I always thought of FC as super expensive (like 10k+), but a recent search proved me wrong.

*Can you guys tell me a little about the sub-1000 dollar FC watches(movements, quality, etc..)? I'm trying to see if I can pick up a used one for under 400, and if that price is worth the watch I'll be getting.

*Thanks!


----------



## backpackerx (Mar 5, 2012)

Amazon has the FC303MC3P6 in the $500's sometimes and I think it's a sharp looking watch. That has an ETA movement with a FC rotor and other small details. That's a good price for that movement in a nicely finished watch, especially since it's decorated slightly beyond the stock ETA finishes. 
Their cheapest in house movements are around $1,800.


----------



## TheSwissWatchDude (Jul 20, 2012)

If you want a new sub-1000 dollar Frederique Constant I would go for a watch of the Slimline collection, like the FC-235M1S6. It costs 550 CHFr.- (that's about the same in dollars). It is a small (29.5mm), elegant, classical watch. If you want the same in bigger size (39mm), go for the FC-245M5S6, it costs 750 CHFr.-

You can go to the Frederique Constant site for more info, pictures and other watches of the Slimline collection.

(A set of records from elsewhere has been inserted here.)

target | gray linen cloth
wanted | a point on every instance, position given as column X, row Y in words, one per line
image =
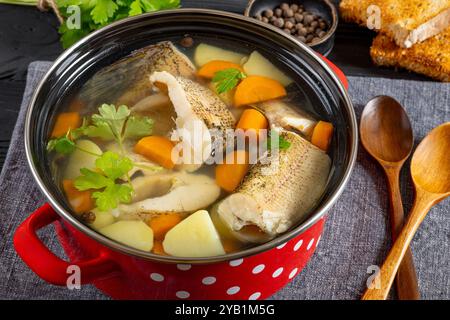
column 356, row 233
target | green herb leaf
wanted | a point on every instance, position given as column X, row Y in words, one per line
column 61, row 145
column 112, row 195
column 113, row 165
column 102, row 10
column 283, row 144
column 110, row 166
column 227, row 79
column 98, row 13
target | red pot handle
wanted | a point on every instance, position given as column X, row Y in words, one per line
column 47, row 265
column 336, row 70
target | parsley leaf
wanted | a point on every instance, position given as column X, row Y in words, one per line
column 283, row 144
column 102, row 10
column 95, row 14
column 227, row 79
column 110, row 166
column 112, row 195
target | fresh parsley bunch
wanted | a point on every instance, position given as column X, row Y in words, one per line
column 98, row 13
column 110, row 178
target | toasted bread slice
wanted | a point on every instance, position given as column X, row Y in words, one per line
column 431, row 57
column 405, row 21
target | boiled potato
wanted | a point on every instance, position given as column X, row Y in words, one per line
column 79, row 159
column 133, row 233
column 193, row 237
column 205, row 53
column 102, row 219
column 258, row 65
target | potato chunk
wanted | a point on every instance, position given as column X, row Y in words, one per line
column 193, row 237
column 258, row 65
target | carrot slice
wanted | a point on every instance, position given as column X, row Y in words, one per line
column 64, row 122
column 252, row 119
column 209, row 69
column 158, row 248
column 157, row 149
column 230, row 174
column 163, row 223
column 255, row 89
column 322, row 134
column 80, row 201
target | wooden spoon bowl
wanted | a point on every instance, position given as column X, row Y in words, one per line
column 430, row 170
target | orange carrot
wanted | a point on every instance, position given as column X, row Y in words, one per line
column 163, row 223
column 209, row 69
column 64, row 122
column 230, row 174
column 255, row 89
column 252, row 119
column 80, row 201
column 322, row 134
column 158, row 248
column 157, row 149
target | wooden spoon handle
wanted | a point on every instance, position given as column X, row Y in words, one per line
column 382, row 283
column 406, row 279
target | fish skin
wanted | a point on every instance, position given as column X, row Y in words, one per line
column 275, row 202
column 126, row 80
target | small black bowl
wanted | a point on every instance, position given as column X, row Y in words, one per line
column 323, row 8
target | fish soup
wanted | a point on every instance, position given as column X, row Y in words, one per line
column 191, row 149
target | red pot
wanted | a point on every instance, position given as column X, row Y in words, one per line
column 126, row 273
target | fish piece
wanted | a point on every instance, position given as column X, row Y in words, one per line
column 274, row 198
column 189, row 192
column 284, row 115
column 198, row 109
column 126, row 81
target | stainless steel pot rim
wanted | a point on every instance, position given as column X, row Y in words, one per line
column 116, row 246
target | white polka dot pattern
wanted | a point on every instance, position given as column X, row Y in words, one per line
column 277, row 272
column 237, row 262
column 182, row 294
column 233, row 290
column 157, row 277
column 311, row 242
column 184, row 267
column 208, row 280
column 255, row 296
column 298, row 245
column 293, row 273
column 259, row 268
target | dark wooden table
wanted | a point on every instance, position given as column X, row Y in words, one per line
column 26, row 35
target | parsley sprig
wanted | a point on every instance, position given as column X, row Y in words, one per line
column 227, row 79
column 110, row 166
column 110, row 178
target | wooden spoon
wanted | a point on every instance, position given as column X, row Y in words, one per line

And about quality, they're coming straight out of the Frederique Constant factory so that should be fine.

Hope I helped.


----------



## cellardoors (Jul 19, 2012)

I like what I see guys, thanks for the tips.

Will I have more options if I go for used?


----------



## TheSwissWatchDude (Jul 20, 2012)

You probably will have more options if you go for used, but there will be risk that the quality won't be that good.
If you want to buy a beautiful watch, the best is that you can keep it for years without it being broken.
I would go for a new one, because then you're safe about the quality.


----------



## cuts33 (Jan 3, 2011)

TheSwissWatchDude said:


> You probably will have more options if you go for used, but there will be risk that the quality won't be that good.
> If you want to buy a beautiful watch, the best is that you can keep it for years without it being broken.
> I would go for a new one, because then you're safe about the quality.


I'm sorry but this is one of the most ridiculous comments I have ever seen.

The quality of a watch is based on the manufacturer who made it. Whether it is brand new, 5, 10, 20 years old, the quality is going to be the same.

Condition is another issue. A used watch might need an easy service on the movement or have some scratches to be buffed out but that's it. But don't let a watch being used scare you off. After all, if you buy new, the second you put it on, it is now used. What are you going to do, throw it out?

If I can find a good deal on a used watch I'd take it. I love FC but there name is not up there with the big boys so the person selling it is going to take a hit. You should be able to find a used one for 50% off what it cost new.

So yes, buying used will open up your options.


----------